Now let me tell you. Not many things get me excited. I do fine with snakes, bears, wasps, you name it.
And I'll be honest, my last drought of bat experiences was fabulous. It's been a wonderful 15 year stretch since I last had to deal with this flying mammal species. And that bat, I'm sure, regrets messing with 2 teenage cousins during the wee hours of a sleep over.
After a rush around the house--heart still pounding--trying to find batteries for my camera that has the most zoom, and Julia trailing close behind, I snapped this picture,
then sllllooooowly reached for my basket to jet inside. Of course it then "got scared" as Julia puts it, and FLEW AT ME. I darted for the door that was still open with my basket in hand, plowed Julia over sending her into a weeping tizzy, and slammed the door behind me. All the while, screaching and squealing for the neighbors to hear.
And wouldn't you know, I thought it had went on its way. I would have if I was getting kicked out of someone else's place. But much to my surprise, it flew right back to its apparent home in the top of our umbrella.

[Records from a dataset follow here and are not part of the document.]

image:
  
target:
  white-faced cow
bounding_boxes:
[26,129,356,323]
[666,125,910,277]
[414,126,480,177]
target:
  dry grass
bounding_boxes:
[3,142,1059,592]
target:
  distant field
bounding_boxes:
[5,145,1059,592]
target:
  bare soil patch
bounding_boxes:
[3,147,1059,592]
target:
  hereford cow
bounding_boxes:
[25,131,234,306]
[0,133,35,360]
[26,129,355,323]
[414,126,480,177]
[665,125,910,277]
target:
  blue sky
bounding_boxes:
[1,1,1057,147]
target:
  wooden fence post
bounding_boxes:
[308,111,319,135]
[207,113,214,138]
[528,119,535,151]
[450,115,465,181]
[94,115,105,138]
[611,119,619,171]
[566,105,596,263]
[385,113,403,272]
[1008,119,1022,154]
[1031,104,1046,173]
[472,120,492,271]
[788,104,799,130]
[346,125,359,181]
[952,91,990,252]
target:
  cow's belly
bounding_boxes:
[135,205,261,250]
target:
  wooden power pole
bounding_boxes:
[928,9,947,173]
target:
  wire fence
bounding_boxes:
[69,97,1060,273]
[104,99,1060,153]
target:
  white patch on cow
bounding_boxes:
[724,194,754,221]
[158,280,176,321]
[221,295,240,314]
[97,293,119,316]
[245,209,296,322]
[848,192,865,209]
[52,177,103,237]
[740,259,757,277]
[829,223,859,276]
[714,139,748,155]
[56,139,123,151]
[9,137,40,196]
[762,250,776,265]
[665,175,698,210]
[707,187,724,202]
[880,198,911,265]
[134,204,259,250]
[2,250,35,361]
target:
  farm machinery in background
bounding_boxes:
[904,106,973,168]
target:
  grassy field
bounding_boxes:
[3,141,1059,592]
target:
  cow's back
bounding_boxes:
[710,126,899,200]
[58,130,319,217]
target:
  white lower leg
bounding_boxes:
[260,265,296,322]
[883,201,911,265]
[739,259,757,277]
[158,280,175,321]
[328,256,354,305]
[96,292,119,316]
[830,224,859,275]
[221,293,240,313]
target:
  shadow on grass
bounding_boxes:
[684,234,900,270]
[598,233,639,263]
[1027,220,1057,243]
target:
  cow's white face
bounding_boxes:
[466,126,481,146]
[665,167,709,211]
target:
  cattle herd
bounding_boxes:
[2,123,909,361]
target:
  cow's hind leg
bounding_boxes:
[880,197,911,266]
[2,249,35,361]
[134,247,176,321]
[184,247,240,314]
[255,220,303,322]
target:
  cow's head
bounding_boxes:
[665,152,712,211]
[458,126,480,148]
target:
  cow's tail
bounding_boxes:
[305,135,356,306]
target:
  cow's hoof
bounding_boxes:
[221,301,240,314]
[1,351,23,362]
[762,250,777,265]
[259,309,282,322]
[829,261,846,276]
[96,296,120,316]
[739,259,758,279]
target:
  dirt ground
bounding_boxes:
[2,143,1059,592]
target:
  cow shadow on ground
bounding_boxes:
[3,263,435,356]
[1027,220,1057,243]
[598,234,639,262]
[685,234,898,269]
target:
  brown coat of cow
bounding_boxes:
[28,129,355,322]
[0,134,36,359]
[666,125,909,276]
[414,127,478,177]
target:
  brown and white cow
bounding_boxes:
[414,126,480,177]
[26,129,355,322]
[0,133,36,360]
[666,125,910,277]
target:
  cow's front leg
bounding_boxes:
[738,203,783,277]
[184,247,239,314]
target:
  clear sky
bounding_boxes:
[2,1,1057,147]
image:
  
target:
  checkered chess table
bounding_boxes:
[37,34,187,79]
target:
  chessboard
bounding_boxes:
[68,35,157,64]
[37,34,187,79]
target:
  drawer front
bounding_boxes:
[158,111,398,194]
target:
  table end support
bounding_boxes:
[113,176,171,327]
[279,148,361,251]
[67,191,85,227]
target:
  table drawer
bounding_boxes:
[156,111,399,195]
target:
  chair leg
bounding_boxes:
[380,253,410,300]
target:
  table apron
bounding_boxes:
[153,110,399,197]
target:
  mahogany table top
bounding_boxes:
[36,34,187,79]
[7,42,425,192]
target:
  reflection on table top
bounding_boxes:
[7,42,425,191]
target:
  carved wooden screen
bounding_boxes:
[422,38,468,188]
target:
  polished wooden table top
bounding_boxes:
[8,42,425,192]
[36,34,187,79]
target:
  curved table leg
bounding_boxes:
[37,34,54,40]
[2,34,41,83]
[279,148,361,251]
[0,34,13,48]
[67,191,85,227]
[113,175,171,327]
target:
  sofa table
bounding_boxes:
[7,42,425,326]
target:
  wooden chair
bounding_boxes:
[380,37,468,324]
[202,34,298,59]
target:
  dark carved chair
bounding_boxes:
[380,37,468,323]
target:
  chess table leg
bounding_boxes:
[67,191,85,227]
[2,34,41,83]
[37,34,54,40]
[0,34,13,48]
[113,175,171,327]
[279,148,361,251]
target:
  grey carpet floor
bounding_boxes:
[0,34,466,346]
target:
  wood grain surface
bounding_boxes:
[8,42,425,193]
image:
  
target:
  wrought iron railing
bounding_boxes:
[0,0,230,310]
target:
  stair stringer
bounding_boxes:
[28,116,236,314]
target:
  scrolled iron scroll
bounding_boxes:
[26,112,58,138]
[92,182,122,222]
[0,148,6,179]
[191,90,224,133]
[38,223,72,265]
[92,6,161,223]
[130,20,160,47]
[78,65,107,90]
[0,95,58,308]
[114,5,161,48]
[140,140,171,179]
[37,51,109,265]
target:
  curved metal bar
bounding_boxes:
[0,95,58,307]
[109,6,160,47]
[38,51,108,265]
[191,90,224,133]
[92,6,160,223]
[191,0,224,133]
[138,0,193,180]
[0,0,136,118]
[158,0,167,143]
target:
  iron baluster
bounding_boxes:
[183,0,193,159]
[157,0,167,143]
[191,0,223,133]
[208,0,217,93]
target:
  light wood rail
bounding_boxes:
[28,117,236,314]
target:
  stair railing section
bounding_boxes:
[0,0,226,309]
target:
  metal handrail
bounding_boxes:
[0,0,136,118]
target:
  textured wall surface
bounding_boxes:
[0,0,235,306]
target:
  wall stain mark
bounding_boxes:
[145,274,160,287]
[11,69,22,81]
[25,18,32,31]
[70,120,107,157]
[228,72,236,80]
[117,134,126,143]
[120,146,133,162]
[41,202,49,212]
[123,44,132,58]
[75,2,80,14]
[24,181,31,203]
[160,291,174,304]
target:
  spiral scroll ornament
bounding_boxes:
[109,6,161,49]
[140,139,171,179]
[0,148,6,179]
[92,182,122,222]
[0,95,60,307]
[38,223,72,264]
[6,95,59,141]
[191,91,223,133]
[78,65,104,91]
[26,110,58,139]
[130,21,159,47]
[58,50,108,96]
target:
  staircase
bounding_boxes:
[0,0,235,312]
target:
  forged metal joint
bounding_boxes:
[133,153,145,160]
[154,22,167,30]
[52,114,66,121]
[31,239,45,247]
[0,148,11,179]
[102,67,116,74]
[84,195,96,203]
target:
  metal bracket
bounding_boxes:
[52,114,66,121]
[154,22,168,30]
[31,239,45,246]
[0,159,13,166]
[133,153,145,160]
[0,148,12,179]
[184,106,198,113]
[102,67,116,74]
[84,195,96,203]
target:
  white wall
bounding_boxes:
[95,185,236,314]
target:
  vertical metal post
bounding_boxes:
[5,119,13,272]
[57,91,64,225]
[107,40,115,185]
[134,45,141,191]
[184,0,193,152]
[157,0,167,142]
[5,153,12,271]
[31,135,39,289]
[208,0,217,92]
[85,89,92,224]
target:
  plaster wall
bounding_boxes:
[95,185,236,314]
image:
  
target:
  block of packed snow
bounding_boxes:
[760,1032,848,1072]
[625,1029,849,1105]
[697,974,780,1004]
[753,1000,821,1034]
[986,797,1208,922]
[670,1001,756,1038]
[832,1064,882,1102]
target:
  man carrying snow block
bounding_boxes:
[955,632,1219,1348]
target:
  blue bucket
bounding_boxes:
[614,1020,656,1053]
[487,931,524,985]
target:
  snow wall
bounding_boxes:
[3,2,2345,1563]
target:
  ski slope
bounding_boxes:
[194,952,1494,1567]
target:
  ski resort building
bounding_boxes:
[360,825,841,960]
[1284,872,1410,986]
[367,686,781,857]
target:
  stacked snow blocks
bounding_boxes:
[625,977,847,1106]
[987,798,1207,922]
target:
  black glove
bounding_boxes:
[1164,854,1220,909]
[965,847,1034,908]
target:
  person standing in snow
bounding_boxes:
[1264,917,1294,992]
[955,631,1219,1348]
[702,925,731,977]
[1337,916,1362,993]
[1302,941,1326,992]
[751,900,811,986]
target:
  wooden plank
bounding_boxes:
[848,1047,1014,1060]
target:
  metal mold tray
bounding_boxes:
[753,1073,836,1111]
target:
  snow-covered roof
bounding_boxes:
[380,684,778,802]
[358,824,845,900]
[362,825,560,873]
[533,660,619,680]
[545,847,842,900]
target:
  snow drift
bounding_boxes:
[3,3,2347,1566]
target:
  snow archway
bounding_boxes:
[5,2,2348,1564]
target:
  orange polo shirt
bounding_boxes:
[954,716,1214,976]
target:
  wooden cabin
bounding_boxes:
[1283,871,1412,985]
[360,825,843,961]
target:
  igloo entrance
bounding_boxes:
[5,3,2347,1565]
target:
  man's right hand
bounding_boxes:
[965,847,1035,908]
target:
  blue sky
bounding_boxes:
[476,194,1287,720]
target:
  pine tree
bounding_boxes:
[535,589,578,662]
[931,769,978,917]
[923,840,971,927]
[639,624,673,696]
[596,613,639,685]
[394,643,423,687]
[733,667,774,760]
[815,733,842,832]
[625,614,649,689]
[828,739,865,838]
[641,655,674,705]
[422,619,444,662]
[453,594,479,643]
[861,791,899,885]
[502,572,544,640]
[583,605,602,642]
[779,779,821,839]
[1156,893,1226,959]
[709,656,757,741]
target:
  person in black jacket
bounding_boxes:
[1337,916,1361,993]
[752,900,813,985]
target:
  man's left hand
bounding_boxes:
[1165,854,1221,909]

I found that out the hard way minutes later when I decided I would air out the umbrella, now that it was gone.
So, it's still there. I'm quite positive about it.
And I'm quite positive that Julia is now in love with bats, regardless of her mother's petrified behavior. Because, you know, she informed me that they help us by eating mosquitos. And the bat was probably scared because it couldn't find its mama.
And I'm quite positive that only about 20 minutes ago did my pounding heart return to normal rhythm.